Загремел тяжелый запор, свет лампочки заходил и закачался внизу, повеяло холодом. Потом Аксинья доложила:
— Да больной приехал...
Я, сказать по правде, обрадовался. Спать мне еще не хотелось, а от мышиной грызни и воспоминаний стало немного тоскливо, одиноко. Притом больной, значит, не женщина, значит, не самое страшное — не роды.
— Ходит он?
— Ходит, — зевая, ответила Аксинья.
— Ну, пусть идет в кабинет.
Лестница долго скрипела. Поднимался кто-то солидный, большого веса человек. Я в это время уже сидел за письменным столом, стараясь, чтобы двадцатичетырехлетняя моя живость не выскакивала по возможности из профессиональной оболочки эскулапа. Правая моя рука лежала на стетоскопе, как на револьвере.
В дверь втиснулась фигура в бараньей шубе, валенках. Шапка находилась в руках у фигуры.
— Чего же это вы, батюшка, так поздно? — солидно спросил я для очистки совести.
— Извините, гражданин доктор, — приятным, мягким басом отозвалась фигура, — метель — чистое горе! Ну, задержались, что поделаешь, уж простите, пожалуйста!
«Вежливый человек», — с удовольствием подумал я. Фигура мне очень понравилась, и даже рыжая густая борода произвела хорошее впечатление. Видимо, борода эта пользовалась некоторым уходом. Владелец ее не только подстригал, но даже и смазывал каким-то веществом, в котором врачу, пробывшему в деревне хотя бы короткий срок, нетрудно угадать постное масло.

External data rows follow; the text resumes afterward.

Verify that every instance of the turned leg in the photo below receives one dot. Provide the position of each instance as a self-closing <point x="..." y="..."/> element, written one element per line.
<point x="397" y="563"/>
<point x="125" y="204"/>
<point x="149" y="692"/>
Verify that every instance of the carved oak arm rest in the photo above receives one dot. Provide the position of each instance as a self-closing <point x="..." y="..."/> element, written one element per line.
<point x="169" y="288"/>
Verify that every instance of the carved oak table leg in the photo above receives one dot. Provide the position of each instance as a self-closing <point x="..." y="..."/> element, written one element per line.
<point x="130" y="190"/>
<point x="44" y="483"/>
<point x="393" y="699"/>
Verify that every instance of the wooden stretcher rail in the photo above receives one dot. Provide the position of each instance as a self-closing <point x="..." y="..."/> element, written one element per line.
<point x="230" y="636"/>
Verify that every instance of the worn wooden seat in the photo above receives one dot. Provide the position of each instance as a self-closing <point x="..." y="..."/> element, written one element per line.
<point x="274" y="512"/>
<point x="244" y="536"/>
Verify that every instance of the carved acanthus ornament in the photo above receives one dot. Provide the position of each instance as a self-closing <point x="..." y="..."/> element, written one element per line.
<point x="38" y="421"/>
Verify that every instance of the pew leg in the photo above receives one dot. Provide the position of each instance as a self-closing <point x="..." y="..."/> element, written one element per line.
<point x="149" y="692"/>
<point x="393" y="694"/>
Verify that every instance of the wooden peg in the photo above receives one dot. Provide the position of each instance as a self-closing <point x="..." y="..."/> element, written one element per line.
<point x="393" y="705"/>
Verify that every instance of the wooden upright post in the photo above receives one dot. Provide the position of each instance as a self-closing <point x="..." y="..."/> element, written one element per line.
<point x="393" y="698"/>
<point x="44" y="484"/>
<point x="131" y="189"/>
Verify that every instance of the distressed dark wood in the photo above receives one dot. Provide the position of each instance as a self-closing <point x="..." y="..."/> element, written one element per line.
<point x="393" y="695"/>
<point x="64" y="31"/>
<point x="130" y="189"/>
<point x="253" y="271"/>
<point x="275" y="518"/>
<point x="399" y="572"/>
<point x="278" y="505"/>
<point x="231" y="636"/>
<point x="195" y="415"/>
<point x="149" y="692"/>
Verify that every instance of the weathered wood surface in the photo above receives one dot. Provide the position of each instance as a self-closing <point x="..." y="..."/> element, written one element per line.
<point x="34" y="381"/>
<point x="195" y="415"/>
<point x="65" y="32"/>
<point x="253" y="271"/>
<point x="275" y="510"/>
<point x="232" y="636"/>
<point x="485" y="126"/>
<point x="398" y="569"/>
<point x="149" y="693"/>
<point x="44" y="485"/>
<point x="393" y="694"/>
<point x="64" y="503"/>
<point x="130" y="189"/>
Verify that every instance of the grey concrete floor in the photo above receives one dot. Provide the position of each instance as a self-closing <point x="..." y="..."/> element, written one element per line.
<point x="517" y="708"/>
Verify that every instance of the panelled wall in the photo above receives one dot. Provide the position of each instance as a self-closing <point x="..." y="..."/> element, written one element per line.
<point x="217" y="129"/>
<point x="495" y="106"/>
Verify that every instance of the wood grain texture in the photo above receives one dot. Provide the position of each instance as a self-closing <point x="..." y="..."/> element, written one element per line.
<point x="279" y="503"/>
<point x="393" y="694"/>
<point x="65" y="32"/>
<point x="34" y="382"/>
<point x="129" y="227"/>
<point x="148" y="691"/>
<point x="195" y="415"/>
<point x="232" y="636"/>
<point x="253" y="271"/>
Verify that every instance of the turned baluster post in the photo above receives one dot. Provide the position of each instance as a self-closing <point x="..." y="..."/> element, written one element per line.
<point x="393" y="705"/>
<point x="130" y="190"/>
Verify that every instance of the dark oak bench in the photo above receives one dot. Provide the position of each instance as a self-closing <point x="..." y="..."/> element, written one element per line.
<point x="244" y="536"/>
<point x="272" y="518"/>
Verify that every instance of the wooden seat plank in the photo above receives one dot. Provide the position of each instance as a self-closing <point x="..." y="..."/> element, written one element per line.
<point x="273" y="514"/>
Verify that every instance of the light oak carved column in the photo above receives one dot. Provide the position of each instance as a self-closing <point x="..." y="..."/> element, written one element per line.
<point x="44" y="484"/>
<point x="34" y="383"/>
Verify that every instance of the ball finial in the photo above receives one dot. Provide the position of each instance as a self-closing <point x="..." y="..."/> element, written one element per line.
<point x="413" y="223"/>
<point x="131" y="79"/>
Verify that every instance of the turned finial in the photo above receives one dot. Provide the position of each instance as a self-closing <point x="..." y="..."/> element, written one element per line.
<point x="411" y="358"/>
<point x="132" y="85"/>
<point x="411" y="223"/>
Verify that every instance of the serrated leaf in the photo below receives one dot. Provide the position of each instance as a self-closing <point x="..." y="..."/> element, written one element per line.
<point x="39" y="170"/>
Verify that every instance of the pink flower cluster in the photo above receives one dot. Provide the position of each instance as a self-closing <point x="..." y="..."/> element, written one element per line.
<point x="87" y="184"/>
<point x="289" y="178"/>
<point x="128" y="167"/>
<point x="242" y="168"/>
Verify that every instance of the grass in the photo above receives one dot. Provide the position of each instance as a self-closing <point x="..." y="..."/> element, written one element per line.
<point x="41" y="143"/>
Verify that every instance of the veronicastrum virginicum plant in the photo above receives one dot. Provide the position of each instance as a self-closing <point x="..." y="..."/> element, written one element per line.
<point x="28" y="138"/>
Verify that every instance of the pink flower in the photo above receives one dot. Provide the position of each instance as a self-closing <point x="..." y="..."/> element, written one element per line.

— В чем дело? Снимите шубу. Откуда вы?
Шуба легла горой на стул.
— Лихорадка замучила, — ответил больной и скорбно глянул.
— Лихорадка? Ага! Вы из Дульцева?
— Так точно. Мельник.
— Ну, как же она вас мучает? Расскажите!
— Каждый день, как двенадцать часов, голова начинает болеть, потом жар как пойдет... Часа два потреплет и отпустит.
«Готов диагноз!» — победно звякнуло у меня в голове.
— А в остальные часы ничего?
— Ноги слабые...
— Ага... расстегнитесь! Гм... так.
К концу осмотра больной меня очаровал. После бестолковых старушек, испуганных подростков, с ужасом шарахающихся от металлического шпателя, после этой утренней штуки с белладонной на мельнике отдыхал мой университетский глаз.
Речь мельника была толкова. Кроме того, он оказался грамотным, и даже всякий жест его был пропитан уважением к науке, которую я считаю своей любимой, — к медицине.